« Osprey no ! », c’est ce qu’on pouvait lire sur les pancartes brandies par des dizaines de milliers de Japonais le dimanche 9 septembre sur l’île d’Okinawa, alors qu’ils protestaient contre le déploiement prévu de MV-22 Osprey américains. L’US Marine Corps prévoit en effet de stationner une douzaine de MV-22 à la base de Futenma. Le principal grief des habitants : le danger que représente l’appareil hybride, eu égard aux accidents survenus les derniers mois.
En effet, en avril dernier, un V-22 Osprey de l’US Marine Corps s’était écrasé au Maroc. Lors de l’accident, deux Marines ont perdu la vie et deux autres avaient survécu. Un second accident, survenu en juin près de la BA d’Eglin en Floride, avait fait cinq blessés parmi les soldats de l’US Air Force. De plus, un Osprey a été obligé d’effectuer un atterrissage d’urgence le 6 septembre en Caroline du Nord.

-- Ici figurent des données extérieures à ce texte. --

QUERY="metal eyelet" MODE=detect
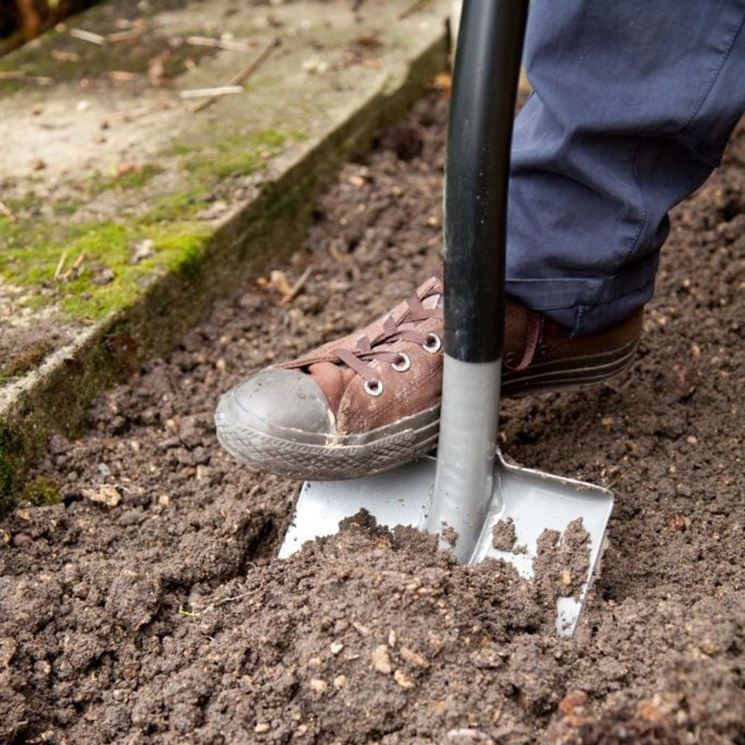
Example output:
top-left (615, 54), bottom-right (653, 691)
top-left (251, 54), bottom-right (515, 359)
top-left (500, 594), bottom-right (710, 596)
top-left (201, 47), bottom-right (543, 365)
top-left (363, 380), bottom-right (383, 397)
top-left (391, 352), bottom-right (411, 372)
top-left (422, 334), bottom-right (442, 354)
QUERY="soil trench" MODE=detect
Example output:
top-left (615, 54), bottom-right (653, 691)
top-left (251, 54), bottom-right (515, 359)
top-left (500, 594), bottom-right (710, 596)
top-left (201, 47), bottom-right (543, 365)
top-left (0, 95), bottom-right (745, 745)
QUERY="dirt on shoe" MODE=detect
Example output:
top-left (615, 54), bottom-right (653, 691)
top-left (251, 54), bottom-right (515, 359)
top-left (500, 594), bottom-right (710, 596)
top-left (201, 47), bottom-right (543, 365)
top-left (0, 97), bottom-right (745, 745)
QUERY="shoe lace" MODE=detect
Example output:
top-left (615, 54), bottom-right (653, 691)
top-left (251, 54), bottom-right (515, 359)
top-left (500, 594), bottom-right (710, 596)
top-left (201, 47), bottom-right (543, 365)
top-left (331, 274), bottom-right (442, 383)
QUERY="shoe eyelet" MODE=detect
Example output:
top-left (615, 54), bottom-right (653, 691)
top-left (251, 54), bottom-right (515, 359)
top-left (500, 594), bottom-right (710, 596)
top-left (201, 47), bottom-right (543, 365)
top-left (391, 352), bottom-right (411, 372)
top-left (422, 333), bottom-right (442, 354)
top-left (363, 380), bottom-right (383, 397)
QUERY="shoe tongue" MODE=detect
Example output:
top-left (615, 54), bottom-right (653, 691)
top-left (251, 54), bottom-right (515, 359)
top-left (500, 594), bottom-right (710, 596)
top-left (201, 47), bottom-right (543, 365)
top-left (308, 362), bottom-right (356, 416)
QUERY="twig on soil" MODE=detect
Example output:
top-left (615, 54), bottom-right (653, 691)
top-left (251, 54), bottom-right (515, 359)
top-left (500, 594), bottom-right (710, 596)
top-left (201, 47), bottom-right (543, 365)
top-left (192, 37), bottom-right (280, 114)
top-left (0, 70), bottom-right (54, 85)
top-left (179, 85), bottom-right (245, 99)
top-left (398, 0), bottom-right (430, 21)
top-left (106, 28), bottom-right (145, 44)
top-left (0, 200), bottom-right (18, 222)
top-left (49, 49), bottom-right (80, 62)
top-left (279, 266), bottom-right (313, 305)
top-left (70, 28), bottom-right (106, 47)
top-left (186, 36), bottom-right (254, 52)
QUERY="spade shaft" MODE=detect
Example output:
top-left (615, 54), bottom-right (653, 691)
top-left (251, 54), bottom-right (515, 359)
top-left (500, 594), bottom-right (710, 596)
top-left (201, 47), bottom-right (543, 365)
top-left (426, 0), bottom-right (528, 561)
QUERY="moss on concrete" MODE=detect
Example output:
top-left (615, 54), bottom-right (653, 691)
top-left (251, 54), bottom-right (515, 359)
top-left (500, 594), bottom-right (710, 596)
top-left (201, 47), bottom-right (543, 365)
top-left (21, 476), bottom-right (61, 507)
top-left (0, 129), bottom-right (297, 320)
top-left (0, 421), bottom-right (17, 517)
top-left (0, 214), bottom-right (209, 320)
top-left (0, 10), bottom-right (447, 505)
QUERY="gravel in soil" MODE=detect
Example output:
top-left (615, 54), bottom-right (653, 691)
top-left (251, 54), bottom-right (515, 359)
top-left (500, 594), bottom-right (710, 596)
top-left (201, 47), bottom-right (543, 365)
top-left (0, 98), bottom-right (745, 745)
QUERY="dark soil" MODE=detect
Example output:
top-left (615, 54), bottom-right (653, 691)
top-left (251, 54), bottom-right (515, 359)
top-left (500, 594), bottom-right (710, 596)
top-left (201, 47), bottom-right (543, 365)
top-left (0, 99), bottom-right (745, 745)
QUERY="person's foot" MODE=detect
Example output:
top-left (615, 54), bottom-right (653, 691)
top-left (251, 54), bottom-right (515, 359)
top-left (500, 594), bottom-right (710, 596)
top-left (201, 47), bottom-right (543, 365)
top-left (215, 277), bottom-right (643, 480)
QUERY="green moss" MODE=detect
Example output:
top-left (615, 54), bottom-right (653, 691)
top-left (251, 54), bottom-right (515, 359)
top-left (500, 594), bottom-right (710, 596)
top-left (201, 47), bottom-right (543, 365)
top-left (179, 129), bottom-right (288, 180)
top-left (0, 422), bottom-right (15, 516)
top-left (0, 214), bottom-right (209, 320)
top-left (21, 476), bottom-right (60, 507)
top-left (52, 199), bottom-right (83, 217)
top-left (0, 129), bottom-right (299, 320)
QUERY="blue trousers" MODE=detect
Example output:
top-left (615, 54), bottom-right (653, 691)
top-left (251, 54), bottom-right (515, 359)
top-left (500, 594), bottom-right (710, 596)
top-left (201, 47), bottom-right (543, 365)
top-left (506, 0), bottom-right (745, 335)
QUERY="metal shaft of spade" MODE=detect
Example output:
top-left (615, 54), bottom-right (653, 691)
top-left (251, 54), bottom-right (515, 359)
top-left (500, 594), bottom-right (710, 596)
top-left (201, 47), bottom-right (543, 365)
top-left (426, 0), bottom-right (528, 561)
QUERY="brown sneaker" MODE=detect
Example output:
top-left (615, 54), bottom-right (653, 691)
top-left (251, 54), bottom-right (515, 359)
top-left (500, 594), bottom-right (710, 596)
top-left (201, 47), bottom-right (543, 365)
top-left (215, 277), bottom-right (643, 480)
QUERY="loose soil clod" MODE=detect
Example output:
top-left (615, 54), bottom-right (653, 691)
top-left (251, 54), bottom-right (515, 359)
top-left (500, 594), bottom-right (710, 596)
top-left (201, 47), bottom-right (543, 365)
top-left (0, 98), bottom-right (745, 745)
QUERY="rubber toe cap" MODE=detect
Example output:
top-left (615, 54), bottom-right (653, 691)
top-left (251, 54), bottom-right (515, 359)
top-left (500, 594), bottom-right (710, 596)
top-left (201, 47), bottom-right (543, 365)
top-left (215, 368), bottom-right (335, 440)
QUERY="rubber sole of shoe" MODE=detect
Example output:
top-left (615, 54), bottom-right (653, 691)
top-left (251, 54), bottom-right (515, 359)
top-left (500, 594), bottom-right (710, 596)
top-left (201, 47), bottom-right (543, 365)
top-left (502, 338), bottom-right (639, 397)
top-left (215, 339), bottom-right (638, 481)
top-left (215, 401), bottom-right (440, 481)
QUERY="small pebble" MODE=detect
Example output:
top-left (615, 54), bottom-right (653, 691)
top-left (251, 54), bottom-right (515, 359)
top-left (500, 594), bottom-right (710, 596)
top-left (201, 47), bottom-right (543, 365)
top-left (393, 670), bottom-right (416, 688)
top-left (372, 644), bottom-right (393, 675)
top-left (309, 678), bottom-right (328, 696)
top-left (13, 533), bottom-right (34, 548)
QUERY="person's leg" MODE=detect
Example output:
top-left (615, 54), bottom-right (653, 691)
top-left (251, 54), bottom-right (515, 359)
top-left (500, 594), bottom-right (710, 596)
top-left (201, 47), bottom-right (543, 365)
top-left (507, 0), bottom-right (745, 335)
top-left (216, 0), bottom-right (745, 479)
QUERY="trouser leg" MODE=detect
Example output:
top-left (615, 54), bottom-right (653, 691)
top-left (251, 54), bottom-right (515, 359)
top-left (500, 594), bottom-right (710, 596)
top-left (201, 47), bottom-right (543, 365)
top-left (507, 0), bottom-right (745, 334)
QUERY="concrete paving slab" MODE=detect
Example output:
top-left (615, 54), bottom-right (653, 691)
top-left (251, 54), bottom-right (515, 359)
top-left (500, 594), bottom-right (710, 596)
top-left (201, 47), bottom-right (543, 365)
top-left (0, 0), bottom-right (450, 504)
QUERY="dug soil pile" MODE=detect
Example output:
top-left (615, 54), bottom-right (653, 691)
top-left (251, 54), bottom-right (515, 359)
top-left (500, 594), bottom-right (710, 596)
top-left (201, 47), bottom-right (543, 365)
top-left (0, 97), bottom-right (745, 745)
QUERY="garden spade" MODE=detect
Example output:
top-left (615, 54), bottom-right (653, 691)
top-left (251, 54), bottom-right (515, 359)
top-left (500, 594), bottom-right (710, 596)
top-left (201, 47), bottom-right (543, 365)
top-left (279, 0), bottom-right (613, 635)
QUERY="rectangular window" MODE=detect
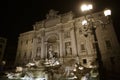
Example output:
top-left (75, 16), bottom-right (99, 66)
top-left (105, 40), bottom-right (112, 49)
top-left (83, 59), bottom-right (87, 64)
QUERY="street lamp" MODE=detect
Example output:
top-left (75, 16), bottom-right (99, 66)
top-left (81, 3), bottom-right (111, 80)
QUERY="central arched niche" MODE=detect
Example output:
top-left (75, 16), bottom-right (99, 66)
top-left (47, 35), bottom-right (59, 58)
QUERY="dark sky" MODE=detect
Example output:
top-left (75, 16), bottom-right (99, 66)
top-left (0, 0), bottom-right (120, 63)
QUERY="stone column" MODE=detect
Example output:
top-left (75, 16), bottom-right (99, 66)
top-left (71, 25), bottom-right (78, 56)
top-left (59, 30), bottom-right (64, 57)
top-left (41, 30), bottom-right (46, 59)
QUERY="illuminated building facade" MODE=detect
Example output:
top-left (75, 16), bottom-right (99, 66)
top-left (15, 10), bottom-right (120, 71)
top-left (0, 37), bottom-right (7, 62)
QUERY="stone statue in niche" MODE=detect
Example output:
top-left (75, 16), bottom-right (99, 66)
top-left (46, 9), bottom-right (58, 19)
top-left (48, 46), bottom-right (58, 59)
top-left (48, 46), bottom-right (53, 59)
top-left (65, 42), bottom-right (72, 55)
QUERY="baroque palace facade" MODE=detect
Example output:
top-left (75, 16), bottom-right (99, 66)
top-left (15, 10), bottom-right (120, 70)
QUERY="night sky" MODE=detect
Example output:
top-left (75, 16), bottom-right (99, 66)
top-left (0, 0), bottom-right (120, 64)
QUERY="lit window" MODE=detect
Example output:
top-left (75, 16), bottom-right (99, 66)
top-left (105, 40), bottom-right (112, 49)
top-left (64, 31), bottom-right (70, 38)
top-left (83, 59), bottom-right (87, 64)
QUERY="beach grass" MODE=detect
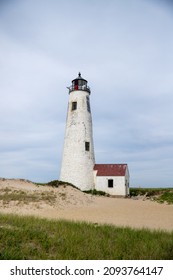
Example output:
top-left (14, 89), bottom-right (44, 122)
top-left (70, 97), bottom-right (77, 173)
top-left (130, 188), bottom-right (173, 204)
top-left (0, 214), bottom-right (173, 260)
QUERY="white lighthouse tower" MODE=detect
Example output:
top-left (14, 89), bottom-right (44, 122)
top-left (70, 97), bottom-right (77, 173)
top-left (60, 73), bottom-right (95, 191)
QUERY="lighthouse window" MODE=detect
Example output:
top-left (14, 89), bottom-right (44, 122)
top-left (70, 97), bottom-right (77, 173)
top-left (86, 96), bottom-right (91, 112)
top-left (85, 142), bottom-right (90, 151)
top-left (108, 179), bottom-right (114, 188)
top-left (72, 102), bottom-right (77, 111)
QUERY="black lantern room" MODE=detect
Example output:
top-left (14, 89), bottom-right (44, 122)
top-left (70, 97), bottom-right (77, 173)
top-left (68, 72), bottom-right (90, 93)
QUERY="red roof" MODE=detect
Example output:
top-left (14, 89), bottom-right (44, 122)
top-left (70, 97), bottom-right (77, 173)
top-left (94, 164), bottom-right (127, 176)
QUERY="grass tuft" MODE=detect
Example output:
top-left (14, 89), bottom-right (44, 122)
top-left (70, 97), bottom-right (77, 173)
top-left (0, 214), bottom-right (173, 260)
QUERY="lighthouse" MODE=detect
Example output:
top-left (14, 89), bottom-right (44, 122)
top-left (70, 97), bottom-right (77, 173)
top-left (60, 73), bottom-right (95, 191)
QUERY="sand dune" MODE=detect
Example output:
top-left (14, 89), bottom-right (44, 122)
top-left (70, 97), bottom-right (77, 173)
top-left (0, 179), bottom-right (173, 231)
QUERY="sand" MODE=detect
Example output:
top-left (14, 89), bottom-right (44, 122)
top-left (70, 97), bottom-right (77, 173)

Les riverains japonais s’inquiètent donc des risques encourus, et demandent même la fermeture de la base de Futenma. Le Pentagone a pourtant rendu des rapports concluant à une erreur humaine et de mauvaises conditions météorologiques dans les accidents au Maroc et en Floride, des erreurs qui ne pouvaient en aucun cas être dues à une défaillance du matériel.
La colère des habitants gronde depuis déjà quelques mois, le stationnement des appareils de transport hybrides ayant du coup été repoussé à plusieurs reprises. Le département américain de la Défense souhaite pourtant remplacer la flotte de CH-46 Sea Knight présente sur l’île rapidement, les MV-22 Osprey étant actuellement basés à Iwakuni et en attente d’être déplacés à Futenma.